Respectfully your friends and obedient servants,
(Signed by) Jacob Kern,
and Seventy other Members.
The following communication, in reply, was laid before the members, at a meeting held in the Capitol on the 7th instant, by Col. Jacob Kern, Speaker of the Senate:
[TO JACOB KERN, ESQ., AND OTHERS, MEMBERS OF THE LEGISLATURE OF PENNSYLVANIA.]
Washington, Dec. 22, 1834.
Gentlemen:—
I want language to express my feelings on the perusal of your kind letter, which was delivered to me at the moment I was about to leave Harrisburg. Elevated by your free and unsolicited suffrages to the only public station I desire to occupy, it shall be my constant endeavor to justify, by my conduct, the generous confidence which you have thus reposed. The interest and the honor of Pennsylvania, so far as you have committed them to my hands, shall never be wilfully abandoned or betrayed.
Although you have not asked me for any pledge or promise relating to my course in the Senate, yet I am sensible that many of you desire I should express my opinion publicly in regard to the right of legislative instruction. I shall do so with the utmost frankness. On this question I have not, and never have had, any serious difficulties. The right results from the very nature of our institutions. The will of the people, when fully and fairly expressed, ought to be obeyed by all their political agents. This is the very nature and essence of a representative democracy.

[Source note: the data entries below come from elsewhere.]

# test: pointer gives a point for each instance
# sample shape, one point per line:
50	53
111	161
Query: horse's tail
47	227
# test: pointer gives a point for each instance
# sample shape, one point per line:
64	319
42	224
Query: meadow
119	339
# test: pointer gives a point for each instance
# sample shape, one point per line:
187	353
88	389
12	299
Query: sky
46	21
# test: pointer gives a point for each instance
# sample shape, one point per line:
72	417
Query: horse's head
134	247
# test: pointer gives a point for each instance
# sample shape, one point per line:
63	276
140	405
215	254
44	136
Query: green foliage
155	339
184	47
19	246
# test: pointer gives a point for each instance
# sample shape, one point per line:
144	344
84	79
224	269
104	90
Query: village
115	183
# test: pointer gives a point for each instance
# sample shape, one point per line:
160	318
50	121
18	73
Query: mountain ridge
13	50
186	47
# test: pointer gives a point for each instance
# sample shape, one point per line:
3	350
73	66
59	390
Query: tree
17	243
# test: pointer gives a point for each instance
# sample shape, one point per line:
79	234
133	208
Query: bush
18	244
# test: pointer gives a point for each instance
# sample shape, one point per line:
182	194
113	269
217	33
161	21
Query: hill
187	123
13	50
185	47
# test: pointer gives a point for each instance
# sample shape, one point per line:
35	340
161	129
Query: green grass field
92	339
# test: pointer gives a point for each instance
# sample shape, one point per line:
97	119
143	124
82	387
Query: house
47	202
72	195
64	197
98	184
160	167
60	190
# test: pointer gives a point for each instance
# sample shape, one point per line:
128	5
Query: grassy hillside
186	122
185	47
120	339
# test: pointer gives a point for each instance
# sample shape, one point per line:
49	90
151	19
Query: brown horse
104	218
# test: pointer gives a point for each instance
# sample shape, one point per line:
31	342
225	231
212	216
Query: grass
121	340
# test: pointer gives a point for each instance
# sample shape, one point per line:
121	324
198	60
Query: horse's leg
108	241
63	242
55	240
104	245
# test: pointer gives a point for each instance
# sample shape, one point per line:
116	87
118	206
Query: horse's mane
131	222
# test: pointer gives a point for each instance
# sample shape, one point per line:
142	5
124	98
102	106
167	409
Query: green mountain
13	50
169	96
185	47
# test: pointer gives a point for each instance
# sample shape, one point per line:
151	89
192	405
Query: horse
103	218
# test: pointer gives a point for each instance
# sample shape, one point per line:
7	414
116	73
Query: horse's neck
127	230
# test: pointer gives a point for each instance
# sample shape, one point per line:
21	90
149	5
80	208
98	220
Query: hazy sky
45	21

Without entering into an argument upon the general question, which would be altogether misplaced upon the present occasion, it may not be improper to observe that the principle applies with redoubled force to Senators in Congress. They represent the sovereign States, who are the parties to that constitutional compact which called the federal union into existence. In the Senate, these States are represented as distinct communities, each entitled to the same number of votes, without regard to their population. In that body they are all equal, as they were before the adoption of the federal constitution. Here, emphatically, if any where, the voice of the States ought to be heard, and ought to be obeyed. Shall it then be said that a Senator possesses the constitutional right to violate the express instructions of the sovereign State which he represents, and wield the power and the vote which have been conferred upon him for the benefit of his constituents in a manner which they have solemnly declared to be ruinous to their dearest interests, or dangerous to their liberties! The bare statement of the proposition carries conviction to my mind. All, or nearly all the State Legislatures, have long been in the practice of instructing their Senators, and this affords the strongest evidence of the principle upon which the custom is founded.